The result is that the decoding process will interpret file contents as filenames. This gives us ample opportunity to create a source buffer large enough to overflow the stack in the call to sprintf().

The PoC creation is accomplished with pykd – which is not only a plugin for WinDbg but also very usable as a standalone Python module for automated debugging.

As for exploit mitigations, the changelog for IZArc mentions that ASLR and DEP was introduced in IZArc version 4.3. However, that only applies to the main executable and some plugins (presumably the plugins for which the author has access to the source code).

With that said, only two of the shipped modules are non-rebased: Tar32.dll and cabinet5.dll.

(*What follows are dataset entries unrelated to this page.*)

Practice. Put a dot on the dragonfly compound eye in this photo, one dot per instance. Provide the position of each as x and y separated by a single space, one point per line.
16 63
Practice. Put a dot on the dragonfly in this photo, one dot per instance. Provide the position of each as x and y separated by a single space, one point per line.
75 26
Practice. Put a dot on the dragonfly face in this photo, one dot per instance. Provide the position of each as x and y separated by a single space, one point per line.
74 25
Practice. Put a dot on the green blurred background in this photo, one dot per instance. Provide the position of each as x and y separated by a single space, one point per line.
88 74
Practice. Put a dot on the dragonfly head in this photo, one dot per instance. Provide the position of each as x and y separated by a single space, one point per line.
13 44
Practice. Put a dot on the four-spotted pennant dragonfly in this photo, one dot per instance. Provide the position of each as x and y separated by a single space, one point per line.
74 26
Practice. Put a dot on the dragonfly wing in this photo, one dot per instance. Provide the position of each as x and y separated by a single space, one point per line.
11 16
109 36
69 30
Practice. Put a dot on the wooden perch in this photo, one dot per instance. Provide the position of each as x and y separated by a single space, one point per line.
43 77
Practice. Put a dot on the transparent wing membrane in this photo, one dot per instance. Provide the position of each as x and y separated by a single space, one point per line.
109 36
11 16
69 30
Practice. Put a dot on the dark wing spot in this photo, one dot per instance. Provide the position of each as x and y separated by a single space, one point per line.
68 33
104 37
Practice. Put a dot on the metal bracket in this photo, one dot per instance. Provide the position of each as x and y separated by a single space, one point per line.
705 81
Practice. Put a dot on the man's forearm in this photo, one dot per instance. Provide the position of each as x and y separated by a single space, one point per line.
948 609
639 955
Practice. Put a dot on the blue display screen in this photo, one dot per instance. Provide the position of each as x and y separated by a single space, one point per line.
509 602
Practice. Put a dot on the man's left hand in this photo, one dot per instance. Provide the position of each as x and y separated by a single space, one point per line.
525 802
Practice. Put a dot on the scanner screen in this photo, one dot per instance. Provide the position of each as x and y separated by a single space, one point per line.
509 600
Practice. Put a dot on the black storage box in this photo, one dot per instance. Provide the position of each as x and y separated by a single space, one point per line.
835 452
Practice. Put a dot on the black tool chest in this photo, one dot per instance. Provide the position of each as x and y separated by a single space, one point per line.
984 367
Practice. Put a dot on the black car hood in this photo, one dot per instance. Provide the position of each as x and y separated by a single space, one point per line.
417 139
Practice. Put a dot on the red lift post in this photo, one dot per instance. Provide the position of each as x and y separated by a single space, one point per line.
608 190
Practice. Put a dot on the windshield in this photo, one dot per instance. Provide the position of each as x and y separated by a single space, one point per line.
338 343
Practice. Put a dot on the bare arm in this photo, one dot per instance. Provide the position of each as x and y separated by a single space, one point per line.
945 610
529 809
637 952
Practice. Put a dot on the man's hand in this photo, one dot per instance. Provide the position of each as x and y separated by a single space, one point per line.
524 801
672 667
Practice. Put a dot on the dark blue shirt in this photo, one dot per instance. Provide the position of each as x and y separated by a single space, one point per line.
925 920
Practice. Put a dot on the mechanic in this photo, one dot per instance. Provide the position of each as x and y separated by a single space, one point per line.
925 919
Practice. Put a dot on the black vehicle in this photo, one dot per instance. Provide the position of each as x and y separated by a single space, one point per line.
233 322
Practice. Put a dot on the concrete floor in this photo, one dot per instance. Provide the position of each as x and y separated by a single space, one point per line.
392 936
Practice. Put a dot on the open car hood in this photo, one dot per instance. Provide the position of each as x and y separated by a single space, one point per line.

Anyway, after having removed the NUL between two filenames in the archive, the file contents that will later be interpreted as a filename will contain the following:

  1. Enough data to overflow the stack (incl. SEH).
  2. A SEH gadget that adjusts esp and returns into our ROP sled.
  3. Gadgets that prepares the stack with appropriate arguments for VirtualAlloc()
  4. Gadget to invoke VirtualAlloc() by using its IAT slot in Tar32.dll.
  5. Our shellcode.

Unfortunately, it’s difficult to write a reliable exploit due to the extraction directory being prepended to our overflowing “filename”. The approach taken in the PoC is to spray the SEH overwrite after adjusting the initial bogus data in an attempt for the overwrite to land on an appropriate DWORD boundary. The alignment is done in the interval [0,4) – i.e. len(path) % 4 (where path includes the trailing \). So, there’s a 1 in 4 shot for success if the extraction path is unpredictable.

Demonstration

Because the PoC uses Yz1.dll and pykd to create the payload, and because Yz1.dll is a 32-bit Windows-only module, the payload has to be created on a Windows system with a 32-bit Python >=3.6.

Example:

> "C:\Program Files (x86)\Python38\python.exe" exploit.py   \
    --dll "C:\Program Files (x86)\IZArc\Yz1.dll"            \
    --output C:\Users\user\Downloads\archive.yz1            \
    --align C:\Users\user\Downloads\archive
=> created: C:\Users\user\Downloads\archive.yz1
=> extraction path alignment: 0

Note that --align can also be an integer [0, 4) or left out completely (in which case it’s derived from the --output path).

gif

See source.

Solution

These flaws were assigned CVE-2020-24175 and no solution exist for either Yz1 or IZArc at the time of writing.